Voilà qui est réducteur et méprisant, cher collègue. Réjean Tremblay est peut-être souverainiste (je m’en fous complètement), mais c’est surtout un chroniqueur respecté, branché et influent qui a su garder intacts, malgré de longues années de service dans cet usant métier qui est le nôtre, son enthousiasme et sa capacité de révolte. Quand il parle de Shane Doan, quoique vos puissiez penser de ses motivations politiques, mon collègue exprime la colère d’une majorité de Québécois.
Je vous sais amateur et même connaisseur de hockey, Jeffrey. Vous connaissez donc l'histoire de Maurice Richard et de sa formidable influence sur le peuple québécois. Pas besoin de vous faire un dessin pour vos faire comprendre nos sensibilités.
C'est vrai que nous, francophones, avons la mèche courte. Mais il faut nous comprendre. À force de se faire traiter de «frogs», à force de se faire répondre en anglais dans tous les ministères fédéraux, à force de se faire lancer des «I don’t speak french» quand on demande un café aux agents de bord d’Air Canada, à force de lire des inepties (notamment dans votre journal, mais ça, je comprends que vous préfériez ne pas en parler) sur les ravages de la loi 101 au Québec, on a la fibre francophone irritée.

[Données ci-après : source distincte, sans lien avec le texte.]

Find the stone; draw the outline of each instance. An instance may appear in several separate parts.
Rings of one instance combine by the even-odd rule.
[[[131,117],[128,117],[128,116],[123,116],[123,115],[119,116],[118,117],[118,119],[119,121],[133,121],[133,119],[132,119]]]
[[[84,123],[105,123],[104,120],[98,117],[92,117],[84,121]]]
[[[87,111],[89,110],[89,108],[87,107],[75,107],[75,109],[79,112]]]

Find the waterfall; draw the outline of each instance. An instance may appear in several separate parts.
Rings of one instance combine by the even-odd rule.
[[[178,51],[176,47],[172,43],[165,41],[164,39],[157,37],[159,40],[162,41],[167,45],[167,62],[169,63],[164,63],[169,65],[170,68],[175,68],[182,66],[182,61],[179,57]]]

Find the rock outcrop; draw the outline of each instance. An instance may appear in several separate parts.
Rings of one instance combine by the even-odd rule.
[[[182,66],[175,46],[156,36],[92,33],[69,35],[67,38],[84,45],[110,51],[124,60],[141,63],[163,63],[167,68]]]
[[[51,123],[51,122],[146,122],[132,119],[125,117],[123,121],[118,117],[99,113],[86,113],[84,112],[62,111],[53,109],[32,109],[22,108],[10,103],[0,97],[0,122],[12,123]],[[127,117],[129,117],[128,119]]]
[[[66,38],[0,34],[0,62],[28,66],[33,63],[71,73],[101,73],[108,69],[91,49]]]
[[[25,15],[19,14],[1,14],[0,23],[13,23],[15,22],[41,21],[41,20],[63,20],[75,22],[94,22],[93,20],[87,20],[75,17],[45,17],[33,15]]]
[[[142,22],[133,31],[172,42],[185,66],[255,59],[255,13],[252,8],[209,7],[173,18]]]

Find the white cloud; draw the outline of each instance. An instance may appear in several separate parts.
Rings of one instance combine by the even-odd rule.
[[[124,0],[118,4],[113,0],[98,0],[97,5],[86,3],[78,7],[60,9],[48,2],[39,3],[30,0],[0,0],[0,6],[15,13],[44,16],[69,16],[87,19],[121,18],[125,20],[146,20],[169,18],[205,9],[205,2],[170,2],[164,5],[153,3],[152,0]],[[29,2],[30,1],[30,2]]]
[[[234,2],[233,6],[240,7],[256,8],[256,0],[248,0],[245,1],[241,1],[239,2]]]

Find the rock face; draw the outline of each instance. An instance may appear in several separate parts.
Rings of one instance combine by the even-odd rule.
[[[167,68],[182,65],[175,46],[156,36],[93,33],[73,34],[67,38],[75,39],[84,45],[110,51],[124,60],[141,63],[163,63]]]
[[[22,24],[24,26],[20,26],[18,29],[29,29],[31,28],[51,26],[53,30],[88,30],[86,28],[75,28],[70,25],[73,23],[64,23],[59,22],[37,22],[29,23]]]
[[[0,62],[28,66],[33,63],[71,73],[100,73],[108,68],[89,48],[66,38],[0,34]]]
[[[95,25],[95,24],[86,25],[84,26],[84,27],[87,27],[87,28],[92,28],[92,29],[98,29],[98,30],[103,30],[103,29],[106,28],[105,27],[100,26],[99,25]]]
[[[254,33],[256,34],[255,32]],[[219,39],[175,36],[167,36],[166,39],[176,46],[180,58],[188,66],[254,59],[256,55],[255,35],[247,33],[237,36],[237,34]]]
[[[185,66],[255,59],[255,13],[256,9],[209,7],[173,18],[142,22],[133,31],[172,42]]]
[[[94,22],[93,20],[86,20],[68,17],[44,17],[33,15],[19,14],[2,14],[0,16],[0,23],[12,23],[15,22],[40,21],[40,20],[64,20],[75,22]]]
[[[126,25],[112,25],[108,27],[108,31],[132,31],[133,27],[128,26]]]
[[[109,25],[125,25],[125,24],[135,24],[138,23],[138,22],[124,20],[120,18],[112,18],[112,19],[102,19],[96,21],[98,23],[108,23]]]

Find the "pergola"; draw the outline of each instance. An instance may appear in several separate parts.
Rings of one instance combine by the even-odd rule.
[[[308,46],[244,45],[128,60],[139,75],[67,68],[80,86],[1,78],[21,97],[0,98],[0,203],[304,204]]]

Mais tout cela n'est que broutille de séparatistes sans importance, dites-vous. Le hockey et la victoire du Canada passent avant tout.
Je ne comprends pas, à bien y penser, pourquoi vous avez gaspillé une de vos chroniques à cette "non-affaire" comme vous dites, vous qui reprochez aux députés d'avoir perdu leur temps en abordant la question en comité.
À moins que ce ne soit cette irrésistible envie de casser du sucre sur le dos des séparatistes.
Mais je ne vous ferai pas de procès d’intention. Mettons ça sur le compte des deux solitudes. Encore une fois.